在一些实施例中,该图像特征表达为(C,H,W),其中,C为通道,H为高,W为宽。响应于该图像特征是通过卷积神经网络得到的,可以称该图像特征为卷积特征。其中,该卷积神经网络可以包括多个卷积层,对于预处理后的第一样本人脸图像,能够通过多层卷积操作,得到表达能力十分强大的卷积特征(也即是图像特征)。C与该卷积神经网络的最后一 个卷积层的输出通道数一致。在一些实施例中,该卷积神经网络可以采用任一种能够进行准确特征提取的框架,例如,可以采用LResnet50E-IR框架,当然,也可以采用其他框架,比如GoogLeNet框架。本申请实施例对该卷积神经网络的框架不作限定。
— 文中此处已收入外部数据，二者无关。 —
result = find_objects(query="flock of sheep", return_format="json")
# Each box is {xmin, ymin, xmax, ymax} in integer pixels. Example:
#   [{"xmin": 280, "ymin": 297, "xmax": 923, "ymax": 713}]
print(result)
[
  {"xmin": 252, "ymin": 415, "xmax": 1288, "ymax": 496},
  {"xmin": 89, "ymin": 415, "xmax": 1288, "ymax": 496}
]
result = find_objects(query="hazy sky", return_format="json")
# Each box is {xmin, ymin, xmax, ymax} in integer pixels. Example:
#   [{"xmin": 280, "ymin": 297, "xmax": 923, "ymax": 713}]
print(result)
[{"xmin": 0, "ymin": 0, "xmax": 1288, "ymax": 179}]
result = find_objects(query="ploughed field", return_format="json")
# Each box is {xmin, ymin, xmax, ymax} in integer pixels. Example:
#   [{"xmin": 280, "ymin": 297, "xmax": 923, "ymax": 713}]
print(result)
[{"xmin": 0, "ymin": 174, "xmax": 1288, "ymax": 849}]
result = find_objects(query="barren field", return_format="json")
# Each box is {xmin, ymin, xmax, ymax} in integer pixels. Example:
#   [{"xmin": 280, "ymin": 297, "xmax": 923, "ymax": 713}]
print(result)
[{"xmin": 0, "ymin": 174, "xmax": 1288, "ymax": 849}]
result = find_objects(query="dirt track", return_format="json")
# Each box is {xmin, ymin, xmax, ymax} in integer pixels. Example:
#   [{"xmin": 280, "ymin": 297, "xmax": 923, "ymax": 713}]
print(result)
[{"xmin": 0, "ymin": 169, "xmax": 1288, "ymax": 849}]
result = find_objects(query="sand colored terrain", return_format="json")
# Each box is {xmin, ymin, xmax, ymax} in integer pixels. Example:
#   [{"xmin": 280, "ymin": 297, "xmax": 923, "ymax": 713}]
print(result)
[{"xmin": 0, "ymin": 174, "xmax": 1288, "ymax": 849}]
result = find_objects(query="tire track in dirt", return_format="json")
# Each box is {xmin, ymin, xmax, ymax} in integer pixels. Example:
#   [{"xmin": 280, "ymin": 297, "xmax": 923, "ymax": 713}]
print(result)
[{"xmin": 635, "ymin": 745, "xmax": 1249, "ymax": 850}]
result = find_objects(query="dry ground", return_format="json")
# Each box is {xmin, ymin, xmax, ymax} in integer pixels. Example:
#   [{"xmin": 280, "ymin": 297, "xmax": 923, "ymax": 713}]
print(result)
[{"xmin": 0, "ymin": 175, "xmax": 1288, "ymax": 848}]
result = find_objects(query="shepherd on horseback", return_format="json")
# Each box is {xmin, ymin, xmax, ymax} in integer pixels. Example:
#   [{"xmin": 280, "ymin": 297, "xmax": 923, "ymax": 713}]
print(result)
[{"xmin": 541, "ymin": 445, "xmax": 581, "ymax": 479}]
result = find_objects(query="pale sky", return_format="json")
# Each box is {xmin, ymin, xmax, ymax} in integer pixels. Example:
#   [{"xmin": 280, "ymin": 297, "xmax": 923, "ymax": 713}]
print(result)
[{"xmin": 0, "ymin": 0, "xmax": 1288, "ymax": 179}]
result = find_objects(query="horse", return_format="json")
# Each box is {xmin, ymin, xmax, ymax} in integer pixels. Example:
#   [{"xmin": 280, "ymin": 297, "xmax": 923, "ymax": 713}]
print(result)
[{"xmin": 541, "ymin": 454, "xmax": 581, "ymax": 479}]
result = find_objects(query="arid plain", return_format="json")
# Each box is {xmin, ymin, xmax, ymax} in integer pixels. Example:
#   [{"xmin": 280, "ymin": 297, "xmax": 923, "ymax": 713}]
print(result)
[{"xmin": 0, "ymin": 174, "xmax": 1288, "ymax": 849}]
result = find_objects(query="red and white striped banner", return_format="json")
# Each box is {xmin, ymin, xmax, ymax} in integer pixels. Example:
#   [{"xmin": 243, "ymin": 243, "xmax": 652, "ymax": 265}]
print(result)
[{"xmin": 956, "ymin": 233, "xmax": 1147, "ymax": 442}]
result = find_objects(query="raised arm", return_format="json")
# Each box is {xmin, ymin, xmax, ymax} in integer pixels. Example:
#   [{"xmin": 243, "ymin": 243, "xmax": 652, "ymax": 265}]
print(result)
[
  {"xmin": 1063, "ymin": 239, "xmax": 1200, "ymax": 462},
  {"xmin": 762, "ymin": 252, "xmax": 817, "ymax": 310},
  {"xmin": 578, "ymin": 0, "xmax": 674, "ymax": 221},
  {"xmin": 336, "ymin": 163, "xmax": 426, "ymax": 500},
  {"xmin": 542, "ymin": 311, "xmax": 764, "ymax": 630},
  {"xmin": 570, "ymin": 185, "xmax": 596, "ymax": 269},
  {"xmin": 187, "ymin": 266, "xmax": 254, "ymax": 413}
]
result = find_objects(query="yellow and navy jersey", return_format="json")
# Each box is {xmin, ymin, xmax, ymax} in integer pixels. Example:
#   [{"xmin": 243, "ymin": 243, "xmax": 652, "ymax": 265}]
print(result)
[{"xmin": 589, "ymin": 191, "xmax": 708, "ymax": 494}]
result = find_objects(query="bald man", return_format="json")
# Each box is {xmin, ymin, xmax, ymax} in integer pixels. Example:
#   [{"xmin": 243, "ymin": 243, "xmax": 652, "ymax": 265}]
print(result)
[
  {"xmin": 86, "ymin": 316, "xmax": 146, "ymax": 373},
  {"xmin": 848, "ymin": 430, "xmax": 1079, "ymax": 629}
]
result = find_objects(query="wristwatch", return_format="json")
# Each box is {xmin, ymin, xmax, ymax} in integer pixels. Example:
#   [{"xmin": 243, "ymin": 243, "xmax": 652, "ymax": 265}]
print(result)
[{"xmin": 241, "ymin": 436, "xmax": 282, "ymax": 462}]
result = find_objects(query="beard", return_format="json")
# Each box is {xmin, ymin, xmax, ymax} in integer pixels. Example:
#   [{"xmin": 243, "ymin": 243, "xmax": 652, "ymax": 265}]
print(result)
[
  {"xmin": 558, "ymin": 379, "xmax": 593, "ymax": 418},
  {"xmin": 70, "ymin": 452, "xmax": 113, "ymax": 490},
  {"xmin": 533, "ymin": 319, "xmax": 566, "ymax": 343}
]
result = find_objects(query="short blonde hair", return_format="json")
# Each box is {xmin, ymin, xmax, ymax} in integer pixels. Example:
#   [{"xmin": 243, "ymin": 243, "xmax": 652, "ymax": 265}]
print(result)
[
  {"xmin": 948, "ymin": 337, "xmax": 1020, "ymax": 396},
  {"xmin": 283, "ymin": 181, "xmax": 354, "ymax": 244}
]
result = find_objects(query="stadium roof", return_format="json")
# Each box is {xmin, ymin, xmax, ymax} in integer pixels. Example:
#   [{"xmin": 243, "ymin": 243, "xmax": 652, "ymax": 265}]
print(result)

在一些实施例中,以预处理和特征提取采用该卷积神经网络实现为例,电子设备可以先基于未遮挡人脸图像对该卷积神经网络进行预训练,预训练后,再基于步骤600获取到的第一样本人脸图像对图像处理模型的模型参数进行微调。在一些实施例中,该步骤601之前,电子设备可以基于第二样本人脸图像对该卷积神经网络进行训练,该第二样本人脸图像中人脸未被遮挡。
通过干净的人脸图像对该卷积神经网络进行预训练,这样该卷积神经网络具备对未遮挡人脸图像进行处理的先验知识,后续再针对未遮挡和带遮挡的人脸图像微调图像处理模型的模型参数,该图像处理模型对图像处理的效果会更好。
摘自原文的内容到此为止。